Выросла.
Только одного теперь – стать крохотулькой маленькой,
чтобы большие красивые бродяжечки-кармелиты
вкладывали меня в разноцветье лифа, или в купальники –
какие-нибудь силиконовые памэлы,
чтобы пони прикалывали меня седлом под попку эльфиков-ангелочков…
Люстра смеялась.
Мелым-мело.
Свеча горела.
От скрещенья судеб мучительно откресчивался позвоночник.
Авторизация голосила, что пароль «судьба» как-то слишком чисто-конкретно абстрактен,
поэтому стоит попробовать отправить память на санаторную перезагрузку.
Память забивалась в угол, за шкаф.
Выдавала список случайных актов –
цвет белья, две пуговицы, утерянные, со школьной блузки,
пять царапин, оставленных на взрослой парте – словом,
полное безобразие – не память, а долгий затянутый waiting list.

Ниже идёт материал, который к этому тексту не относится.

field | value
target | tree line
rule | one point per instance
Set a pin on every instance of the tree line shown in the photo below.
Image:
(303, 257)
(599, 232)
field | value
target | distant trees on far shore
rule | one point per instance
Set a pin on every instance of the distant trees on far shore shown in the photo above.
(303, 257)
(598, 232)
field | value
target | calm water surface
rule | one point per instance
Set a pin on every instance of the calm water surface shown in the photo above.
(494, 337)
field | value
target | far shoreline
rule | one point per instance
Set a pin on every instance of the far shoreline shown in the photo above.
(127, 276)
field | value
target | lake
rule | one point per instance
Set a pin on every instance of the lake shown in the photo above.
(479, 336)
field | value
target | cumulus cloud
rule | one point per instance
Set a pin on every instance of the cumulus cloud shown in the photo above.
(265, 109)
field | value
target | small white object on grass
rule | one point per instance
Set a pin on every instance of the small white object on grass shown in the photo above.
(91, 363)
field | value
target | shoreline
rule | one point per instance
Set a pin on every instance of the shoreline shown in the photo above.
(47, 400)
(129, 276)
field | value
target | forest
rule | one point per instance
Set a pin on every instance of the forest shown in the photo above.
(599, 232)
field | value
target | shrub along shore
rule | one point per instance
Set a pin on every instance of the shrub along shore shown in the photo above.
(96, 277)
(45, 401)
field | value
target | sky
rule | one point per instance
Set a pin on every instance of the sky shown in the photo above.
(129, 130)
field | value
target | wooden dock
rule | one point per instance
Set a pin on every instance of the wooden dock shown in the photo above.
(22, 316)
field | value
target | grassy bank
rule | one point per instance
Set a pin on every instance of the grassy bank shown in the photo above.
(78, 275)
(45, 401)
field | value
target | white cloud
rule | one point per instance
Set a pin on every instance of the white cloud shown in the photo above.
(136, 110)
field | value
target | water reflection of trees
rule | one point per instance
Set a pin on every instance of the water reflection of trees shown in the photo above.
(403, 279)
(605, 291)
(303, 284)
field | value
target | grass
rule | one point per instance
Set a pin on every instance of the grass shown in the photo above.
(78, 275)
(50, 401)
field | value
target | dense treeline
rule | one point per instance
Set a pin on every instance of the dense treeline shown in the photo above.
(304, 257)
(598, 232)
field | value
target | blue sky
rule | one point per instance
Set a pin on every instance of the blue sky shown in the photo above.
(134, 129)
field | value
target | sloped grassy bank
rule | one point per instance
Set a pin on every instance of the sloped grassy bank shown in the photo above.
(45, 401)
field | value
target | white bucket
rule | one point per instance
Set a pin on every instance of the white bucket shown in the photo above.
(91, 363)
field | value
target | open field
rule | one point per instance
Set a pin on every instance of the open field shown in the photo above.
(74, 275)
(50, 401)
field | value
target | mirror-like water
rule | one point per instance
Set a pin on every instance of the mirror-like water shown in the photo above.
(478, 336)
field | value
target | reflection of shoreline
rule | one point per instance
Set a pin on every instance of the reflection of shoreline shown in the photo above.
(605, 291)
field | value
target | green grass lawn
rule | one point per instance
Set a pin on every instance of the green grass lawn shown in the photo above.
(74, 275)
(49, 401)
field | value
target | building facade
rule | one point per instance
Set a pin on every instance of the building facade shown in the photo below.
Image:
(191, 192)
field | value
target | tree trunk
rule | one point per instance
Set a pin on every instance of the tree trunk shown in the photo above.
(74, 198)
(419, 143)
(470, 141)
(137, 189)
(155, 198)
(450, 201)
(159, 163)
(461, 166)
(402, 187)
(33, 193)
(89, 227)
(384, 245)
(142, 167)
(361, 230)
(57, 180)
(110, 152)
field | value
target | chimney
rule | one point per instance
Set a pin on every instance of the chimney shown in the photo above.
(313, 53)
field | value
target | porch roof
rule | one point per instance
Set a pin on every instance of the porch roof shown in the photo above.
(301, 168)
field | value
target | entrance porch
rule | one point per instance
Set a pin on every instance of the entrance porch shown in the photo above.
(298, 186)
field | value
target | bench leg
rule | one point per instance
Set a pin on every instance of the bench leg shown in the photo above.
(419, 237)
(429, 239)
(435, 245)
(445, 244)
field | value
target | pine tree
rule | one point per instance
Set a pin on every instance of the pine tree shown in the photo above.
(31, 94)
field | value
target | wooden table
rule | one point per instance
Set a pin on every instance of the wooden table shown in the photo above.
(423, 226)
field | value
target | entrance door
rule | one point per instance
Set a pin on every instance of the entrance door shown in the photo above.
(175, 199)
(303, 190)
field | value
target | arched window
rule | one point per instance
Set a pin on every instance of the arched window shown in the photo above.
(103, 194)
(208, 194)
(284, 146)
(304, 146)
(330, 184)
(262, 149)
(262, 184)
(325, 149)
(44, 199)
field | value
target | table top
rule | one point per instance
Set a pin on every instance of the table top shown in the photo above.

От созерцания памяти отвлекал очередной свинцовый
выходящий из моего сумрака жорж-сандовский шарлатанишка трисмегист:
кислые, кислые, кислые kissы. Космы. Спины наждачка –
как за стеной каменной засыпаешь, только вот груди счёсывает…
Думала: раз уж выросла такой пошлячкой,
буду жевать эту жвачку у чёрта на дачке,
как и положено курвочке стоеросовой.
Ан-нет.
По снам шляется постоянно анна.
Недостижимость марины обидно дразнит не мальчиком, так неумёхой-козаком-разбойником.
Вода в кране отдаёт раненным океаном.
Трусы в топориковых аппликациях с принтом «раскольников»
безнадёжно утеряны…
Такое вот, понимаете, детство, но
деться некуда, и это – самое лучшее.
Сижу на сене, стряхиваю с шеи соломинку «безнаследственность».
Сено шуршит.
Я слушаю –
то ли мышеватый ветер, то ли моноложная околесица…
Вот бы мне быть маленькой-маленькой, максимум – четыре месяца!
Вот тогда б – никаких мыслей, разве что мыслёныши, размером с пятак,
а так
сидишь, думаешь:
у эллочки – парниши, толсты, таксовы и знамениты,
у белочки – марганцовконочье, глазовыкалывание на иконках…
Я – всего-навсего маленькая иголка, сквозь которую проходят астероиды-псевдонити.